Leitsatz (amtlich)

Die Einleitung von Umgangsverfahren nach §§ 1684 Abs. 3 BGB und 166 Abs. 1 FamFG, 1696 Abs. 1 S. 1 BGB erfolgt von Amts wegen (§ 24 FamFG). Das Familiengericht ist zur Einleitung eines Verfahrens verpflichtet, wenn Kindeswohl oder Elternrecht eine gerichtliche Regelung des Umgangs erfordern oder triftige, das Kindeswohl nachhaltig berührende Umstände die Abänderung einer gerichtlichen Umgangsregelung erfordern.

Weil sich die Kindeseltern einer Beteiligung am Verfahren nicht entziehen können (§ 7 Abs. 2 FamFG), ist ihnen in einem Umgangsverfahren auf ihren Antrag hin bei wirtschaftlicher Bedürftigkeit grundsätzlich unabhängig von der Erfolgsaussicht etwaiger Sachanträge Verfahrenskostenhilfe zu bewilligen.

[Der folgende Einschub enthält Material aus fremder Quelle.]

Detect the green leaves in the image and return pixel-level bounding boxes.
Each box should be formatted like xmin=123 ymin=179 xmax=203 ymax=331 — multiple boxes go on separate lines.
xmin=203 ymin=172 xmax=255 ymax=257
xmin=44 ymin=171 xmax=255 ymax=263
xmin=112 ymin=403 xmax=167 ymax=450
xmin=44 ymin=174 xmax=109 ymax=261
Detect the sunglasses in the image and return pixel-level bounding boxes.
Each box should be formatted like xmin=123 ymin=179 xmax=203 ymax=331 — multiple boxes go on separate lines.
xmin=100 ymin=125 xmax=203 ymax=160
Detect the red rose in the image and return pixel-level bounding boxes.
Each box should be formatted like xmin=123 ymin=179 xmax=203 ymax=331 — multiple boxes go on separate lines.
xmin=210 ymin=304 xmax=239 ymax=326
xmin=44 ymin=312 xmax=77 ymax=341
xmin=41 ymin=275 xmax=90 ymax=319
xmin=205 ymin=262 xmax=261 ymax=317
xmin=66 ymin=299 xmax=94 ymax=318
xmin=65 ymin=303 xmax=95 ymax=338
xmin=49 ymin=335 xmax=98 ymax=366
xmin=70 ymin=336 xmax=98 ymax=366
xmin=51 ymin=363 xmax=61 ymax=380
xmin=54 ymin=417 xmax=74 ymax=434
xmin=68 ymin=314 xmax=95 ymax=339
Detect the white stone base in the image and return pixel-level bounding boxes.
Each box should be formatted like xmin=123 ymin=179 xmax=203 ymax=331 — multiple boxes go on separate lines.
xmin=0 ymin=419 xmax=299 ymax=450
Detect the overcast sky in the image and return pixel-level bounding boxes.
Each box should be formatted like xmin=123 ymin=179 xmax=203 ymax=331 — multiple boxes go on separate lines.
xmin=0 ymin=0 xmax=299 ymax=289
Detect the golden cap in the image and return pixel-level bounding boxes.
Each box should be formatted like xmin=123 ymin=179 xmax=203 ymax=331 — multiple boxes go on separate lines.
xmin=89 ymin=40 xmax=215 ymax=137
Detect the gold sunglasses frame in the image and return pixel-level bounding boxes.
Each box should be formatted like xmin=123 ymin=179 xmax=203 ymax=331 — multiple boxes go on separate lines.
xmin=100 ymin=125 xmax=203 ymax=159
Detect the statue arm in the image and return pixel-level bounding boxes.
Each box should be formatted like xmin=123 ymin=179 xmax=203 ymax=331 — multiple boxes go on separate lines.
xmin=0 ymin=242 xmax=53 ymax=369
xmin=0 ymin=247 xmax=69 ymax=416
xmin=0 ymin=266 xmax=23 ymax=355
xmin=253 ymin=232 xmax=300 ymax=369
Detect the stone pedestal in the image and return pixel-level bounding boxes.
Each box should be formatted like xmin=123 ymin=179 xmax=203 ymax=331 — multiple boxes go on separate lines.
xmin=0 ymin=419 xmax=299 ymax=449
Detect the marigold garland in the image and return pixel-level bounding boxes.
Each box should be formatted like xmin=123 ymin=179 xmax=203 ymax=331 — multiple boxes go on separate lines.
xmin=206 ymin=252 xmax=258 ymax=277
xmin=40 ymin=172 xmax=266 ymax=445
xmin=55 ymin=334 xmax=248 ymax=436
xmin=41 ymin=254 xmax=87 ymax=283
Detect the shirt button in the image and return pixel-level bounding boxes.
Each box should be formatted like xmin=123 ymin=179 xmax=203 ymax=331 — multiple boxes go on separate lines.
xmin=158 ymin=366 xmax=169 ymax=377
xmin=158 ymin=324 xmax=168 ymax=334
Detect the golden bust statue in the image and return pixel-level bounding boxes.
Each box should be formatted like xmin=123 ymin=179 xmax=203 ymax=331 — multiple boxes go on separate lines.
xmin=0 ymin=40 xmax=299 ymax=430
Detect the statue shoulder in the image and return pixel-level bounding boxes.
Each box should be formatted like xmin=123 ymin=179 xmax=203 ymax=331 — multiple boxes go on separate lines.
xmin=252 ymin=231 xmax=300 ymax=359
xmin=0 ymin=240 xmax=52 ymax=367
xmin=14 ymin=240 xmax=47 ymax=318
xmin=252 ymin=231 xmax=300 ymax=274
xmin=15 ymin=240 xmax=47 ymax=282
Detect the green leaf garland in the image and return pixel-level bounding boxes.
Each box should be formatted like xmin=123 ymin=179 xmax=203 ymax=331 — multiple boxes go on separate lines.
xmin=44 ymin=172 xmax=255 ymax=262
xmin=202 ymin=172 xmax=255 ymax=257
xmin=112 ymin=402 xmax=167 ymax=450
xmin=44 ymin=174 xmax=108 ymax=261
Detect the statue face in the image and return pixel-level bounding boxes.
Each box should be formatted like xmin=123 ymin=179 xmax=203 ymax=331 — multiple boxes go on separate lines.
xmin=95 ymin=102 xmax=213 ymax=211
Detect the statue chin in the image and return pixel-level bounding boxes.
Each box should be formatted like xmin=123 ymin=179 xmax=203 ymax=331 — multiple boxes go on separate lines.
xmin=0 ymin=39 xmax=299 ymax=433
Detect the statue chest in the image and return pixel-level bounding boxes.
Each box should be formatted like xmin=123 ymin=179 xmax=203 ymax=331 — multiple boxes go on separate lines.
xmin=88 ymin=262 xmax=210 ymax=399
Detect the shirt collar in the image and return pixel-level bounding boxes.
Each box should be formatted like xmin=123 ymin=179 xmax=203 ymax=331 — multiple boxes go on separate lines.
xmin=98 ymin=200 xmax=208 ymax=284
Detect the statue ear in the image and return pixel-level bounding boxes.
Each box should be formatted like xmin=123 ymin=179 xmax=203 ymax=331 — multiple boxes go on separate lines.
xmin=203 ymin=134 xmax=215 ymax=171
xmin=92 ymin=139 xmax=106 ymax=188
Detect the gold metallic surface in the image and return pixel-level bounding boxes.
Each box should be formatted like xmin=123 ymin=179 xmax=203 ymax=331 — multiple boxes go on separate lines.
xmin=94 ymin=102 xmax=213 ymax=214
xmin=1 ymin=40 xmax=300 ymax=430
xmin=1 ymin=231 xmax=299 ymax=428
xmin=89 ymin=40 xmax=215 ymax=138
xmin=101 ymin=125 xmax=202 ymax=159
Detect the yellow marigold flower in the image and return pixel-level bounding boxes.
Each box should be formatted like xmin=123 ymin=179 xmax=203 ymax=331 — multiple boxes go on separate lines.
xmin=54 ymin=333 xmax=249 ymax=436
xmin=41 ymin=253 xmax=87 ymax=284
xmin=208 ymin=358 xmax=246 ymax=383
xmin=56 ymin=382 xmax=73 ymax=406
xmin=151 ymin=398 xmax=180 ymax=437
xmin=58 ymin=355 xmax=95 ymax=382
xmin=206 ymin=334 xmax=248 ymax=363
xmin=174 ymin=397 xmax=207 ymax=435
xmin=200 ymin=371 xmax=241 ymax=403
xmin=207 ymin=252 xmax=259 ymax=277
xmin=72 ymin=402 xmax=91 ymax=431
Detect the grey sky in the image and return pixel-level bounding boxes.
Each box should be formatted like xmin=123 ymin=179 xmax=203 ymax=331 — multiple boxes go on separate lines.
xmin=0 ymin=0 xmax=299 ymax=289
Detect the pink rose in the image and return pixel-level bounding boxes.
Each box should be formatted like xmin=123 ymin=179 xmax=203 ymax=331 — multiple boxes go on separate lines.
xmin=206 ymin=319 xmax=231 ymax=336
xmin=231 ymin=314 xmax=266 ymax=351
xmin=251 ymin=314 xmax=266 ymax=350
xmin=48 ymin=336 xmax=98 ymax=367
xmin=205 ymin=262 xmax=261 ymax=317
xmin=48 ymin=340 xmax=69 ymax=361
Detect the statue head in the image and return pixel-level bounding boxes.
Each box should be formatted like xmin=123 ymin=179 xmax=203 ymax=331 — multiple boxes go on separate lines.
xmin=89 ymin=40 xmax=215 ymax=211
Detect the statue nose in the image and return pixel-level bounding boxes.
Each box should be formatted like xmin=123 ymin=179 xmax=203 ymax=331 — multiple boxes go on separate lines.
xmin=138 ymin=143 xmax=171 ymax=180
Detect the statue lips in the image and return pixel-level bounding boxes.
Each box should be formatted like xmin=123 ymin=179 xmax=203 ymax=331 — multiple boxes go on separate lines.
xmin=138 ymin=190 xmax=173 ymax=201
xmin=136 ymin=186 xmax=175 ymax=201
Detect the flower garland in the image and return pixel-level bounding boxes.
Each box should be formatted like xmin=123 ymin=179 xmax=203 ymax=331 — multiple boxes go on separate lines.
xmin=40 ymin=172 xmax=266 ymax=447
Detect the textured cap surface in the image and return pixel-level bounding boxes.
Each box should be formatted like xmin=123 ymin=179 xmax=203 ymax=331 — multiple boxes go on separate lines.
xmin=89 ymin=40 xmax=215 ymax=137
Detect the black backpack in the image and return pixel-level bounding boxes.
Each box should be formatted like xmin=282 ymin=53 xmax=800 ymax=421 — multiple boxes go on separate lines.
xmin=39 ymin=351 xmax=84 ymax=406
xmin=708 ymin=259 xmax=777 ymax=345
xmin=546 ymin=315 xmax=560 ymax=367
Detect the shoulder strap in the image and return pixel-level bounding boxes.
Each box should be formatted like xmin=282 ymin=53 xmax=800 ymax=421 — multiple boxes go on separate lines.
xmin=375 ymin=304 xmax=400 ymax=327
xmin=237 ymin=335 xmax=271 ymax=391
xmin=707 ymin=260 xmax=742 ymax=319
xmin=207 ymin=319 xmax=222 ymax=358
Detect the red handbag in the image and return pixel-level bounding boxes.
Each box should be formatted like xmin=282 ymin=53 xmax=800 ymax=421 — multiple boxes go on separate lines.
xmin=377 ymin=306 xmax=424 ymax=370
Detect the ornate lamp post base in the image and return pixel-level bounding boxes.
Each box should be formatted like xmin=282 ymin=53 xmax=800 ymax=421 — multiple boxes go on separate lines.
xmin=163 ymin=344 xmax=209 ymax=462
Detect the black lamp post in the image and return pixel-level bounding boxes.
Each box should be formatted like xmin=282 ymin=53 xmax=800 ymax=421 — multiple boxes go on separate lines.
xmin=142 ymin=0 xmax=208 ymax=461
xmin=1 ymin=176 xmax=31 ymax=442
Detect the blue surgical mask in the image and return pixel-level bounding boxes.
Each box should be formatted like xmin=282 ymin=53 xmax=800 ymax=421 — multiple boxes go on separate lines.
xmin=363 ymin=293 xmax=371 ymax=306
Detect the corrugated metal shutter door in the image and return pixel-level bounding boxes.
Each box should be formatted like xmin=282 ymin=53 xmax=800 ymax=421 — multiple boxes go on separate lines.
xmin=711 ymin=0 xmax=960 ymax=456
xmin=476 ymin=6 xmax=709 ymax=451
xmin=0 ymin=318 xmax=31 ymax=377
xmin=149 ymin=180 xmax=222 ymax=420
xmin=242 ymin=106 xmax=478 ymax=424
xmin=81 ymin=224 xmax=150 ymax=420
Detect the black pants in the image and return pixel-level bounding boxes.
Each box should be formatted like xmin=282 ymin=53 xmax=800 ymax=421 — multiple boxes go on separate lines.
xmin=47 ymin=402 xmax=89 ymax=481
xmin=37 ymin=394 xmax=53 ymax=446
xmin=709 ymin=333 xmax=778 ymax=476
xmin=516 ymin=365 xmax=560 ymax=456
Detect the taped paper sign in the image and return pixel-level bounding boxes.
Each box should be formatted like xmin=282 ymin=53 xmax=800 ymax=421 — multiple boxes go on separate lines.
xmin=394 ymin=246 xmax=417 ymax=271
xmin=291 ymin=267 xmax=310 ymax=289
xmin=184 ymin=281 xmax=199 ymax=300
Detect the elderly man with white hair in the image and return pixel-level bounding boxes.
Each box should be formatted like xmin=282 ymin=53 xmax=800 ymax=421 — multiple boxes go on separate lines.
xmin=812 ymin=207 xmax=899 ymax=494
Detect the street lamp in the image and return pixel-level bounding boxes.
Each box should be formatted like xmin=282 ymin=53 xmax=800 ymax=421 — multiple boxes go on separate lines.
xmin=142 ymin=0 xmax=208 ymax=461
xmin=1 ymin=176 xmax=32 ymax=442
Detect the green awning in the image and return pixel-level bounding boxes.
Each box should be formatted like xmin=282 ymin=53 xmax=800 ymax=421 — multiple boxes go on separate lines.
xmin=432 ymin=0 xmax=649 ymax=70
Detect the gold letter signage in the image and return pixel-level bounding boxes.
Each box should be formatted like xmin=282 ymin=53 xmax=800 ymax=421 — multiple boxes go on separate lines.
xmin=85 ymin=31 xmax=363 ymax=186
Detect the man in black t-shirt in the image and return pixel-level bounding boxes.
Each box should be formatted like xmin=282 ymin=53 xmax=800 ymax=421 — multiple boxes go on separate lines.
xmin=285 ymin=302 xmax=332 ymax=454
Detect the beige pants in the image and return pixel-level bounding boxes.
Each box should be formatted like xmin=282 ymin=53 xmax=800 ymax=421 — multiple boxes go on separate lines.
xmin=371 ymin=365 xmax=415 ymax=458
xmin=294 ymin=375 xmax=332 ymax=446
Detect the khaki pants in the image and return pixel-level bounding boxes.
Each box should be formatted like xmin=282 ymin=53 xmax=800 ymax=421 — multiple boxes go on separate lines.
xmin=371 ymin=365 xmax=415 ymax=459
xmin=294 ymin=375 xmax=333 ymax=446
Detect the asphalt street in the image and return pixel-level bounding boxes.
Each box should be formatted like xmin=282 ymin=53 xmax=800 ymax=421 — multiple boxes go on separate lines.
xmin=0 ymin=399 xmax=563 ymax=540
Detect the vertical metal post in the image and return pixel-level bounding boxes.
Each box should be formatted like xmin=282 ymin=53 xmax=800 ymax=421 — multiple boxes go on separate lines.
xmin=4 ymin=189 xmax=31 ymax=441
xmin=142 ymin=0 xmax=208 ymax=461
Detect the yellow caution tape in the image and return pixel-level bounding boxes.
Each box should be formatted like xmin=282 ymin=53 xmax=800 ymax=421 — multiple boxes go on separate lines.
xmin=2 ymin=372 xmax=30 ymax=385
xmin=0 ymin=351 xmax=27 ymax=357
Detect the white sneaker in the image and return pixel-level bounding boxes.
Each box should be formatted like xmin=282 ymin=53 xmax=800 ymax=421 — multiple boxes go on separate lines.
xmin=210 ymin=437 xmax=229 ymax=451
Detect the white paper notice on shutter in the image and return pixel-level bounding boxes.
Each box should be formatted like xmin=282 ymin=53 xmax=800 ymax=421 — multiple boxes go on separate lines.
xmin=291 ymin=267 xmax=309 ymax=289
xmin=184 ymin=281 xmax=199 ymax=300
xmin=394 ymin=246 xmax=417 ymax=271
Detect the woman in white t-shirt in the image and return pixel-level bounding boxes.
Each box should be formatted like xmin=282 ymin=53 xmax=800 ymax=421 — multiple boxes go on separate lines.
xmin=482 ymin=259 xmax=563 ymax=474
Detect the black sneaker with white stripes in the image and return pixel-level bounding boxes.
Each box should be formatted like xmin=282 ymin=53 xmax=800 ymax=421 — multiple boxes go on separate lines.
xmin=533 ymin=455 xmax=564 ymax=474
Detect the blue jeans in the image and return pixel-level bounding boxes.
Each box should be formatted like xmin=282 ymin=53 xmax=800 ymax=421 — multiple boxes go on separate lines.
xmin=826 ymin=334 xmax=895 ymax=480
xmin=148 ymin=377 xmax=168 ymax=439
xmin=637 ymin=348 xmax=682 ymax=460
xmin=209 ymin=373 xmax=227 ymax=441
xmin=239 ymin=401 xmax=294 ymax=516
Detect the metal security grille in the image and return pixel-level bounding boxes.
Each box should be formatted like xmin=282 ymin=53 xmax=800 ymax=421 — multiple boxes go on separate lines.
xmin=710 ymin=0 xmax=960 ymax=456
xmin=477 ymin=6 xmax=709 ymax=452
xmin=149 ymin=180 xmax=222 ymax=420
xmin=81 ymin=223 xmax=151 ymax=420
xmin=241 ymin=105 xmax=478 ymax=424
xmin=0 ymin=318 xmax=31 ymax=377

Daraus folgt zwingend, dass das Familiengericht noch vor Bescheidung der Verfahrenskostenhilfeanträge der Eltern über die Einleitung des Umgangsverfahrens zu entscheiden hat. Wird ein Verfahrenskostenhilfeantrag bereits vorher zurückgewiesen, ist diese Entscheidung auf das Rechtsmittel des Beschwerten aufzuheben und die Sache zur Nachholung der Prüfung einer Verfahrenseinleitung und zur anschließenden Neubescheidung des VKH-Antrags an das Familiengericht zurückzuverweisen.

 

Normenkette

BGB § 1684 Abs. 3, § 1696 Abs. 1 S. 1; FamFG § 7 Abs. 2, §§ 24, 76 Abs. 1, § 166 Abs. 1; ZPO § 114 Abs. 1 S. 1

 

Verfahrensgang

AG Büdingen (Aktenzeichen 53 F 277/20)

 

Tenor

Der angefochtene Beschluss wird aufgehoben. Die Sache wird an das Amtsgericht zurückverwiesen mit der Maßgabe, zunächst über die Einleitung eines Verfahrens zur Prüfung einer Abänderung der von den Kindeseltern am 04.04.2019 zu Az. 53 F 121/19 UG getroffenen und mit Beschluss vom 21.04.2020 gerichtlich gebilligten Umgangsregelung, und gegebenenfalls anschließend erneut über den Verfahrenskostenhilfeantrag des Kindesvaters und über die Beiordnung seines Verfahrensbevollmächtigten zu entscheiden. Dem Kindesvater ist im Falle der Einleitung eines Verfahrens ratenfreie Verfahrenskostenhilfe zu bewilligen.

 

Gründe

Mit seiner am 22.09.2020 beim Amtsgericht eingegangenen sofortigen Beschwerde vom selben Tag wendet sich der Kindesvater gegen die Versagung von Verfahrenskostenhilfe für ein von ihm mit Datum 21.04.2020 angeregtes Verfahren zur Prüfung einer Abänderung einer gerichtlich gebilligten Umgangsvereinbarung vom 04.04.2019, Az. 53 F 121/19 UG des Amtsgerichts - Familiengericht - Büdingen. Unter Bezugnahme auf das schriftliche Gutachten der im parallel geführten Sorgeverfahren (Az. 53 F 911/18 SO) beauftragten Sachverständigen ... vom 30.09.2019, die unter Kindeswohlgesichtspunkten ein "umfangreiches Umgangsrecht" empfiehlt, begehrt der Kindesvater in der Sache eine deutliche Ausdehnung der vereinbarten Umgangskontakte zu seinem ...jährigen Sohn. Das Familiengericht hat zur Begründung seiner Entscheidung ausgeführt, der beabsichtigten Rechtsverfolgung des Kindesvaters fehle es an den erforderlichen Erfolgsaussichten; es liege bereits eine Umgangsregelung vor.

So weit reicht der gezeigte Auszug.